Muscle relaxants, saw palmetto, corticosteroids, and tricyclic antidepressants have all been suggested 6 and used, but recommendations Prostatitis 37 have to wait for results from properly designed randomized placebo controlled trials 4:D.

A number of physical therapies have been recommended, 6 but they also suffer from a lack of prospective controlled data obtained from properly designed controlled studies. Prostatic massage, perineal or pelvic floor massage and myofascial trigger point release has also been suggested as a beneficial treatment modality for patients, Prostatitis 37 focused pelvic physiotherapy has yet to be shown to provide more benefit compared to SHAM physiotherapy.

Biofeedback, acupuncture and electromagnetic therapy also show promise, but like all the other physical therapeutic modalities, require sham controlled trials before recommendations can be made 3:C.

Psychological support and therapy has been advocated based on new psycho-social modelling of this syndrome. The evidence for surgical therapies has been reviewed.

Further assessment of heat therapy employing sham controls, Prostatitis 37 inclusion exclusion criteria and validated symptom outcome measures are recommended. Pudendal nerve blocks or neurolysis surgery have been suggested for CPP that can be shown to be secondary to pudendal nerve entrapment 3:C.

A number of uncontrolled clinical studies have strongly suggested Prostatitis 37 multimodal therapy is more effective than monotherapy in patients with long-term symptoms. Therapy is not indicated 3:A since these patients by definition are asymptomatic. However, antimicrobial therapy for selected patients with category IV prostatitis associated with elevated PSA, infertility and those planned for prostate biopsy may warrant consideration 3:C.

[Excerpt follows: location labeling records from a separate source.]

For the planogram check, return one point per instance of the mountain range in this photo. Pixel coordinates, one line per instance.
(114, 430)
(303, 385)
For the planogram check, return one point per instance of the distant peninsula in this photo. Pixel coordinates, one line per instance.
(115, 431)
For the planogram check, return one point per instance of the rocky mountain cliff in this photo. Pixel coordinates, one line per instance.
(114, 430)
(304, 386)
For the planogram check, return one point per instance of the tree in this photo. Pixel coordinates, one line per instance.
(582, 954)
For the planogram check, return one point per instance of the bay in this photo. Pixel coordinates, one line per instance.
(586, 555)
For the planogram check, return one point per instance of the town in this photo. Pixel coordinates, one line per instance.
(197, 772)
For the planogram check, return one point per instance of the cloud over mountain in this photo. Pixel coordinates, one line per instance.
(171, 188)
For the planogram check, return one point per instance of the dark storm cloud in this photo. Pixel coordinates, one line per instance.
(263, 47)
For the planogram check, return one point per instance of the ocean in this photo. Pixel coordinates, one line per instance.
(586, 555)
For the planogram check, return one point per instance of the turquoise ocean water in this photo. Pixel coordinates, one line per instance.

Initial imaging of the prostate not recommended 3:B Ultrasound optional 2:A if suspicion for prostatic abscess is entertained. Imaging of the prostate Not recommended 3:B ; optional 4:D only in highly selected patients.

No evaluation unless considering Prostatitis 37 therapy for elevated PSA or infertility. Recommended 3:C. Antimicrobials: Patients with severe symptomatic febrile acute bacterial Prostatitis 37 Aminoglycosides in combination with ampicillin, broad spectrum penicillin in combination with a beta-lactamase inhibitor, a 3rd generation cephalosporin or a fluoroquinolone is required until defeverescence and normalization of Prostatitis 37 urosepsis.

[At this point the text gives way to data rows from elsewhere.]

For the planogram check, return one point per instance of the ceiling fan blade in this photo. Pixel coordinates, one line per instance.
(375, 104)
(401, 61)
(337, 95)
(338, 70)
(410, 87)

Recommended 2:A. Following resolution of severe infection and for less severely ill patients, outpatient oral fluoroquinolones for weeks are appropriate.

Recommendation 4:B. Oral fluoroquinolone therapy for susceptible bacteria for weeks. Trimethoprim-sulfamethoxazole or other antimicrobials for fluoroquinolone resistant bacteria. Recommended 3:B. Recommended 4:C. Anti-inflammatory monotherapy Not-recommended 1:B ; Anti-inflammatory therapy as part of a multimodal treatment strategy Optional 2:C. The phytotherapies quercetin and pollen Prostatitis 37 recommended 2:B but are likely most effective as a part of a multimodal treatment strategy 3:C.

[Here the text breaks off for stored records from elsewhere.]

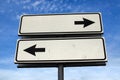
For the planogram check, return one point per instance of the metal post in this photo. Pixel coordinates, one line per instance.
(61, 72)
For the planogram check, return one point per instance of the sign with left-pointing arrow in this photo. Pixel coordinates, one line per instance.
(69, 50)
(33, 49)
(54, 24)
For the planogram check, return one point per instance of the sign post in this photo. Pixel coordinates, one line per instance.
(61, 52)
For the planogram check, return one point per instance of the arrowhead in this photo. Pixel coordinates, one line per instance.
(87, 22)
(31, 50)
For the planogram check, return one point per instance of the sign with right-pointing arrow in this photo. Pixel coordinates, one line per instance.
(50, 24)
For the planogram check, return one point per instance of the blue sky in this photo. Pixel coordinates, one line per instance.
(10, 12)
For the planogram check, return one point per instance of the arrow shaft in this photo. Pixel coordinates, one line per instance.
(79, 22)
(39, 49)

Five alpha-reductase inhibitor Prostatitis 37. Individualized multimodal therapy directed towards to defined clinical phenotype. Minimally invasive therapies such as TUNA, laser therapies, etc.

Not recommended 2:A. Invasive surgical therapies such as TURP and radical prostatectomy. Not recommended 4:D. The following potentially effective therapies can be considered in selected patients Optional 4:D.